# $30.00 Blucky corpse



## hidehoman (Sep 18, 2006)

Take this link to my how to on the corpse.
http://community.livejournal.com/halloweenasylum/171028.html#cutid1


----------



## Wildomar (Aug 30, 2006)

Nice job, really looks great.


----------



## Hellrazor (Jun 18, 2006)

OMG that is disgusting! I LOVE it! Great job


----------



## JohnnyL (Aug 17, 2006)

Very cool! I think I'll be following this project when I make one.
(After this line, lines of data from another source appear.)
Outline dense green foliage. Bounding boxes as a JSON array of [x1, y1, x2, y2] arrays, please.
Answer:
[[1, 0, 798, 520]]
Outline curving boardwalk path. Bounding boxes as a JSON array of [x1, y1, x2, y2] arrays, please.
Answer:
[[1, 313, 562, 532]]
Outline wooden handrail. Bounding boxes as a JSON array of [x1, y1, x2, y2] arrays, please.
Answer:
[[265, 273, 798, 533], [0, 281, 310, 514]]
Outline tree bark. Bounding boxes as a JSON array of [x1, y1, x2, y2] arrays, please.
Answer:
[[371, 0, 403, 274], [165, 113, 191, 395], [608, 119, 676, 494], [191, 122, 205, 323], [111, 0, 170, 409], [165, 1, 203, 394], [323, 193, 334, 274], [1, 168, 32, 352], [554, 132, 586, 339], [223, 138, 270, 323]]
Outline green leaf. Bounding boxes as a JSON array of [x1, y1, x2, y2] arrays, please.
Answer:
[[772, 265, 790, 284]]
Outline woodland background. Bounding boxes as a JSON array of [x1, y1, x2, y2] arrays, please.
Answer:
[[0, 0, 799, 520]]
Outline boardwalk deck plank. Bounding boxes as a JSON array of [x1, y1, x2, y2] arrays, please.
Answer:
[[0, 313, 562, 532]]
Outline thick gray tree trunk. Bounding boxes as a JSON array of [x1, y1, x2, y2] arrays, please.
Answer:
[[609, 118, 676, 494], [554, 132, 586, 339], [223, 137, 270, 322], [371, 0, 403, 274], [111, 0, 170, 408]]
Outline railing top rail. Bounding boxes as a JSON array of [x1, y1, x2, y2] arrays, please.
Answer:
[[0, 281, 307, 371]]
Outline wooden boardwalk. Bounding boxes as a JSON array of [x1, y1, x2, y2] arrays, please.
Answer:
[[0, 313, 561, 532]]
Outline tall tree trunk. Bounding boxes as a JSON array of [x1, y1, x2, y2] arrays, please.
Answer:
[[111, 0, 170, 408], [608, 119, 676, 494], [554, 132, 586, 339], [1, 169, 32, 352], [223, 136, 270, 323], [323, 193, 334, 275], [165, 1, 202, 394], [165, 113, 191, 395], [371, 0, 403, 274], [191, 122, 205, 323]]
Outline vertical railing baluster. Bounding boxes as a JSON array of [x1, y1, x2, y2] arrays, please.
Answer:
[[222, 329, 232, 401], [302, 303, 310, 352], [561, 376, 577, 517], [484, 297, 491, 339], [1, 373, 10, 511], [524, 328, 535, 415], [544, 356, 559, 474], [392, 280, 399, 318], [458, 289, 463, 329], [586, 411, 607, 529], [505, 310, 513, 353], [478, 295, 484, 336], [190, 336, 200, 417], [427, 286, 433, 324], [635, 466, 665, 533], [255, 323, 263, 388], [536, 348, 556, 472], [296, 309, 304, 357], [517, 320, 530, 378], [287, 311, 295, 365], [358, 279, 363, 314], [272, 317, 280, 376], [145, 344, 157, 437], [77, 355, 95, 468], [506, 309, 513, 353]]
Thanks again.


----------



## edwood saucer (Aug 21, 2006)

Great great job...it is gross.


----------



## krough (Oct 7, 2004)

Very nice


----------



## NecroBones (Feb 10, 2006)

Who knew the bluckies could look that nasty?


----------



## slimy (Jul 12, 2006)

I give it a disgusting seal of approval.


----------



## Dreadnight (Jul 9, 2006)

That is the most realistic-looking "rot" I've seen anybody do.... congrats!


----------



## NickG (Sep 12, 2006)

nice job... I makes me want to corpse one or two for next year.


----------



## ScareFX (Aug 18, 2004)

Excellent work!


----------



## spideranne (Jul 17, 2006)

Great how to with pictures. It looks great.


----------



## shaunathan (Sep 18, 2005)

best blucky transformation I've seen yet!


----------



## Lilly (Jun 13, 2006)

nice job.. what are you going to do with it now?


----------